On 26 January 2014 17:19, Andrey Semashev
On Sun, Jan 26, 2014 at 8:23 PM, Andrey Semashev
wrote: Hi,
I checked out Boost on my Windows machine quite some time ago and today I tried to update it. I did:
git submodule foreach git checkout develop git submodule foreach git pull
The last command failed on Boost.Predef (log attached). I did not change it and I don't understand why there is conflict. I tried 'git reset --hard' and pull again, but it fails again the same way.
How can I fix it?
Assuming that you haven't made any local commits, you can delete your local branch (git branch -D develop) or check it out and reset to the remote branch (git reset --hard origin/develop).
And I have similar problems with Boost.Build. When I do 'git submodule foreach git checkout develop' it checks out something outdated, with v2 directory at the top level, saying that it has diverged from origin/develop. Doing 'git pull', as it suggests, only brings a bunch of conflicts and merges, and a half-merged tree in tools/build.
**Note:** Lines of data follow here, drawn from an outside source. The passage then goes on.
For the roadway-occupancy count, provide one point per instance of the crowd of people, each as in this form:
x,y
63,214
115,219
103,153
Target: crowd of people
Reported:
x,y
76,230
'develop' is your local branch, which contains an older version. You can fix it as I wrote above. But it's best not to bother checking out branches for modules you aren't working on, just let the super project manage them.
I can do 'git submodule update' and it does bring tools/build into some decent state, without v2 on top, but checking out develop breaks it again the same way. How am I supposed to work with develop?
The recommended work flow is to use the master branch of the super project and any modules you aren't working on. If you really want to use develop, you can check out the develop branch of the super project, and use 'git submodule update --init', but I think it's easier to stick with master.
PS: I'm really running out of polite words now towards git. This pile of... bytes have given me nothing but trouble so far. I'm spending 1.5 hours now trying just to update the damn local copy, and every update command runs for ages, because apparently it authenticates for every submodule every time. Who in good will would use this... tool? <sigh> I was probably born on another planet.
Is that using 'git submodule foreach ...'? The command for each module is run in a new process so it can't reuse existing connections. I also imagine it's extra slow on windows as processes are quite expensive. 'git pull' can be a bit smarter about fetching submodules, and I think 'git submodule update --init' works locally.